Shape Computation Lab

Tracing Axes of Growth

 


Title:

Tracing Axes of Growth

Authors:

Athanassios Economou

Editor:

Liliana Albertazzi

Book:

Visual Thought: The Depictive Space of Perception

Series:

Advances in Consciousness Research

Volume:

67

Pages:

351-365

Publisher:

John Benjamins Publishing Company, Amsterdam

Publication date:

2006

DOI:

10.1075/aicr.67.20eco

Keywords:

Shape studies, Symmetry, Linear Growth, Symmorphic groups

Abstract:

The notion of congruence as a specific mapping that does not change the dimensions of bodies in space is employed here for the discussion and representation of a specific subset of spaces that have one axis of growth. This specific class of designs is ubiquitous in architectural design and in the arts in general and yet a systematic effort of classifying and illustrating these structures for design purposes has yet to be undertaken. This can be partially explained because all classification schemes of symmetry structures require a mathematical sophistication not required or found any more in architectural or art curricula. Furthermore, the complexities of interactions of isometric transformations in three-dimensional space do not lend themselves easily to intuitive approaches to enumeration of classes of designs by simple trial and error efforts. Interactions of isometric transformations in two-dimensional space are relatively easy to comprehend and construct; and several theoreticians, designers and architects have been credited for their attempts to classify and illustrate corresponding symmetries in the plane with zero, one or more axes of growth in the plane.
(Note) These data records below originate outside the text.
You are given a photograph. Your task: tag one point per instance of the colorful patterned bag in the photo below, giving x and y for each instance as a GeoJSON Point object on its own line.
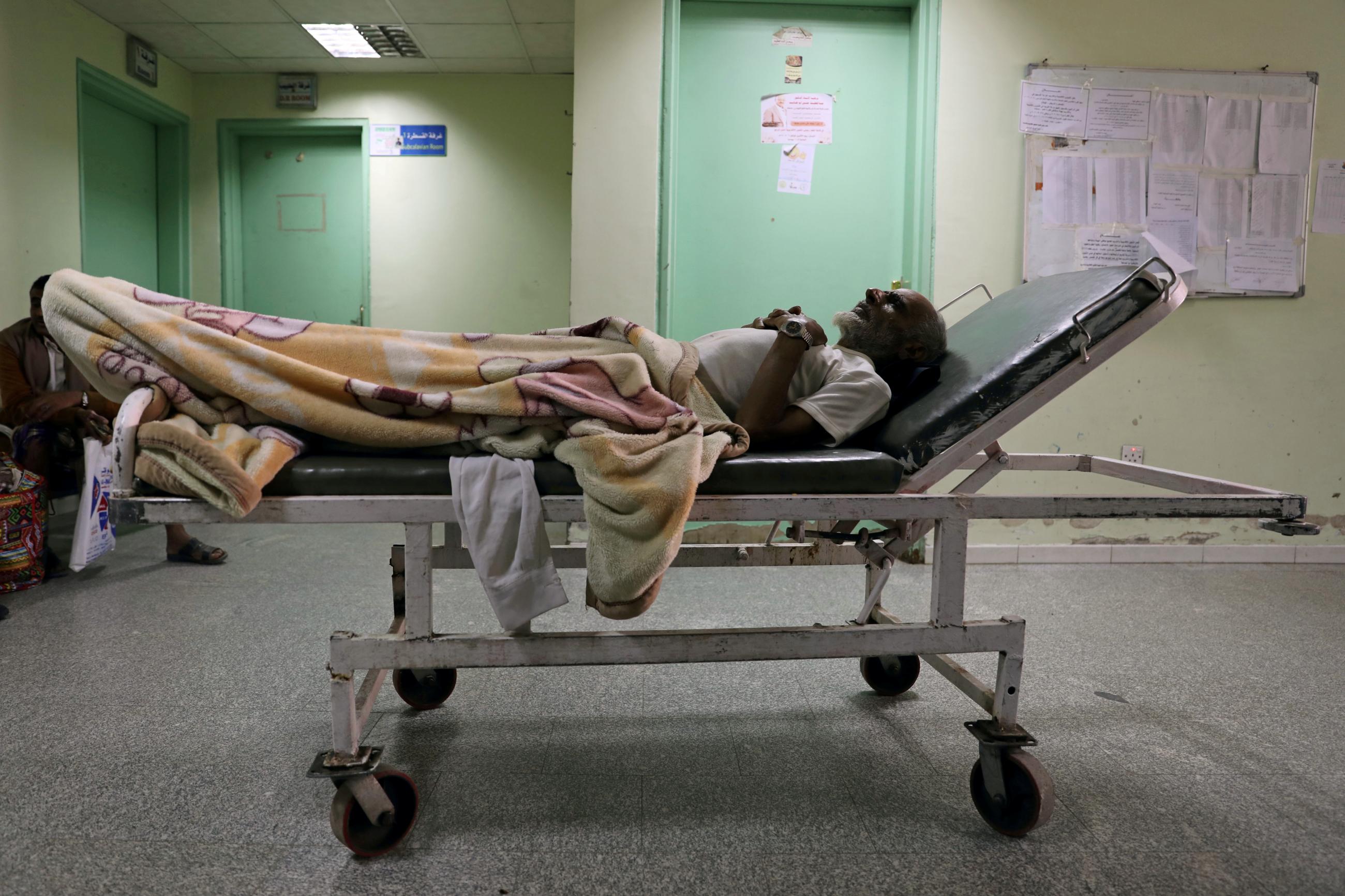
{"type": "Point", "coordinates": [23, 528]}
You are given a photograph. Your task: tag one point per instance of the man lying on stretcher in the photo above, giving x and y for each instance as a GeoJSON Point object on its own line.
{"type": "Point", "coordinates": [797, 391]}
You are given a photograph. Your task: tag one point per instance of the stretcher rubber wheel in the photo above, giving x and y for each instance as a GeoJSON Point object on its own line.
{"type": "Point", "coordinates": [1029, 789]}
{"type": "Point", "coordinates": [891, 675]}
{"type": "Point", "coordinates": [424, 688]}
{"type": "Point", "coordinates": [368, 839]}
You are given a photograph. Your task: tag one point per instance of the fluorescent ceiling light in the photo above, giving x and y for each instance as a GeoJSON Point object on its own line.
{"type": "Point", "coordinates": [342, 41]}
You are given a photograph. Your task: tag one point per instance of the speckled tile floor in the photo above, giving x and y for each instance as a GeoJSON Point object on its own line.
{"type": "Point", "coordinates": [156, 722]}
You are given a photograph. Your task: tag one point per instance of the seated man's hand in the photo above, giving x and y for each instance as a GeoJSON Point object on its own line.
{"type": "Point", "coordinates": [42, 407]}
{"type": "Point", "coordinates": [776, 319]}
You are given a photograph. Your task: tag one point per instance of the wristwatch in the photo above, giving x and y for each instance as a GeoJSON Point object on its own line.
{"type": "Point", "coordinates": [798, 328]}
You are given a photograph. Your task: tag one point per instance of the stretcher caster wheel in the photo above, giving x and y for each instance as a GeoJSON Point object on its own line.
{"type": "Point", "coordinates": [891, 675]}
{"type": "Point", "coordinates": [424, 688]}
{"type": "Point", "coordinates": [365, 837]}
{"type": "Point", "coordinates": [1029, 789]}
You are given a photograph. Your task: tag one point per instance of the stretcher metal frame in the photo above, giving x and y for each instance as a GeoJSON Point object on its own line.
{"type": "Point", "coordinates": [887, 645]}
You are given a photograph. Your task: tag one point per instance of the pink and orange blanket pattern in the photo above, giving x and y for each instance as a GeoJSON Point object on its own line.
{"type": "Point", "coordinates": [617, 402]}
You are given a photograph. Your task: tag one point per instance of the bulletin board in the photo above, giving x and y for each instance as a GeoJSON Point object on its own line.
{"type": "Point", "coordinates": [1232, 195]}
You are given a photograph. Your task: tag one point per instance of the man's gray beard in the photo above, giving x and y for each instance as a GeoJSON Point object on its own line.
{"type": "Point", "coordinates": [862, 336]}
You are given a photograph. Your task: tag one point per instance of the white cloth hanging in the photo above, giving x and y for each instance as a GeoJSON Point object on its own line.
{"type": "Point", "coordinates": [501, 515]}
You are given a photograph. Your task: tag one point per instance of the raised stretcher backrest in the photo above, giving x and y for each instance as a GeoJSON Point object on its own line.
{"type": "Point", "coordinates": [1003, 351]}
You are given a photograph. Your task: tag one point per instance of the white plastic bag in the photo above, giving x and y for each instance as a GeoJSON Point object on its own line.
{"type": "Point", "coordinates": [95, 534]}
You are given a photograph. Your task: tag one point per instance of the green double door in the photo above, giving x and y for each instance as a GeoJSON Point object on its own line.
{"type": "Point", "coordinates": [120, 194]}
{"type": "Point", "coordinates": [740, 248]}
{"type": "Point", "coordinates": [303, 221]}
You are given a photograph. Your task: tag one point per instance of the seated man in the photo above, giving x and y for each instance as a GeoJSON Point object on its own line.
{"type": "Point", "coordinates": [797, 391]}
{"type": "Point", "coordinates": [53, 407]}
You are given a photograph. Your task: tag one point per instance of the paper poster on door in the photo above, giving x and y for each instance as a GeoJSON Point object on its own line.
{"type": "Point", "coordinates": [797, 118]}
{"type": "Point", "coordinates": [793, 37]}
{"type": "Point", "coordinates": [408, 140]}
{"type": "Point", "coordinates": [797, 170]}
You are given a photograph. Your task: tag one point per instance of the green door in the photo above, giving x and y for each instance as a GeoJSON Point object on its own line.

Still, no artists or architects have been credited yet with a systematic construction of designs that take advantage of properties of growth along an axis in three-dimensional space. This work looks closely at a specific class of three-dimensional designs that have one axis of growth and presents all possible algebraic structures that capture the symmetries of these designs. A specific set of designs is discussed, the symmorphic designs, and is used as a framework to derive the non-symmorphic designs and to complete all three-dimensional linear structures; the complete catalogue of all nineteen space structures that may be generated in this manner is presented in the end.